Comunque ho trovato la versione html su google 

Grazie... vado con la lettura  :Wink: 

----------

## fikiz

 *Quote:*   

> Comunque ho trovato la versione html su google 

 

E' un documento piuttosto vecchio: prende in considerazione Oracle 8 (che avra' almeno 6 anni, ma forse di piu') e sostiene che MySQL non supporta foreign key e transazioni (e invece sono disponibili gia' da parecchio).

Credo che se venisse riveduto allo stato attuale sia MySQL che Postgres guadagnerebbero terreno rispetto ad Oracle sulle caratteristiche piu' importanti.

----------

## .:deadhead:.

Date una lettura a questo articolo  :Very Happy:  Five reasons why you should never use PostgreSQL -- ever .

----------

## ercoppa

Domanda da un "ignorantone" come me.

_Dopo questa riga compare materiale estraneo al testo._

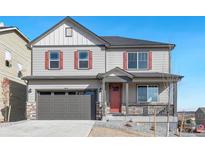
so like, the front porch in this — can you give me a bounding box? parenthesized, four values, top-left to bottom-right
(97, 67, 182, 119)
(102, 82, 177, 117)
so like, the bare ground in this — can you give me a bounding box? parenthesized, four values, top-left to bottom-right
(89, 126, 152, 137)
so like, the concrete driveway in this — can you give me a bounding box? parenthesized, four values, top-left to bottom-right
(0, 120, 95, 137)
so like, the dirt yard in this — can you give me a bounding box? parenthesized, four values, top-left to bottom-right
(89, 126, 152, 137)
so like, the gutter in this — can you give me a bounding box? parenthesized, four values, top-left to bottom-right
(106, 44, 176, 50)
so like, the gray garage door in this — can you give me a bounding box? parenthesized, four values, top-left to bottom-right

Ho visto che postgresql viene rilasciato sotto una particolare licanza(License:     POSTGRESQL), a differenza di una GPL-2 (che se non sbaglio è quella sotto cui viene rilasciato mysql) che restrizioni da?

----------

## .:chrome:.

basta leggere la licenza  :Wink: 

comunque anche mysql viene rilasciato con doppia licenza

----------

## .:deadhead:.

Non conosco la licenza di postres ma i consiglio di andare a leggere questo articolo di un developer di gentoo riguardante mysql :

http://dev.gentoo.org/~flameeyes/articles

----------

## .:chrome:.

 *.:deadhead:. wrote:*   

> Non conosco la licenza di postres ma i consiglio di andare a leggere questo articolo di un developer di gentoo riguardante mysql :
> 
> http://dev.gentoo.org/~flameeyes/articles

 

l'avevo postato all'inizio del thread  :Wink: 

----------

## fedeliallalinea

La licenza con cui e' rilasciato postgresql e' la BSD e non una sua (http://www.postgresql.org/about/licence) che mi e' molto comoda potendolo utilizzare anche per scopi commerciali (visto che lavoro per una ditta in cui ha bisogno un DB)

----------

## Kernel78

 *fedeliallalinea wrote:*   

> La licenza con cui e' rilasciato postgresql e' la BSD e non una sua (http://www.postgresql.org/about/licence) che mi e' molto comoda potendolo utilizzare anche per scopi commerciali (visto che lavoro per una ditta in cui ha bisogno un DB)

 

Piccolo OT ma a quanto mi risulta puoi usare per scopi commerciali anche software sotto GPL (altrimenti suse eredhat andrebbero in fallimento)...

----------

## fedeliallalinea

 *Kernel78 wrote:*   

> Piccolo OT ma a quanto mi risulta puoi usare per scopi commerciali anche software sotto GPL (altrimenti suse eredhat andrebbero in fallimento)...

 

No loro ci guadagnano sull'assistenza, se una ditta vuole fare un prodotto colsed source con mysql integrato non puo' perche' se uso un programma gpl allora anche il mio software diventa automaticamente gpl (mentre se fosse lgpl la storia cambia). Comunque per usare mysql per scopo commerciale non vale la gpl ma subentra un'altra licenza che devi pagare.

----------

## Kernel78

 *fedeliallalinea wrote:*   

>  *Kernel78 wrote:*   Piccolo OT ma a quanto mi risulta puoi usare per scopi commerciali anche software sotto GPL (altrimenti suse eredhat andrebbero in fallimento)... 
> 
> No loro ci guadagnano sull'assistenza, se una ditta vuole fare un prodotto colsed source con mysql integrato non puo' perche' se uso un programma gpl allora anche il mio software diventa automaticamente gpl (mentre se fosse lgpl la storia cambia). Comunque per usare mysql per scopo commerciale non vale la gpl ma subentra un'altra licenza che devi pagare.

 

Ok, non mi era chiaro l'utilizzo commerciale che ne fai ...

----------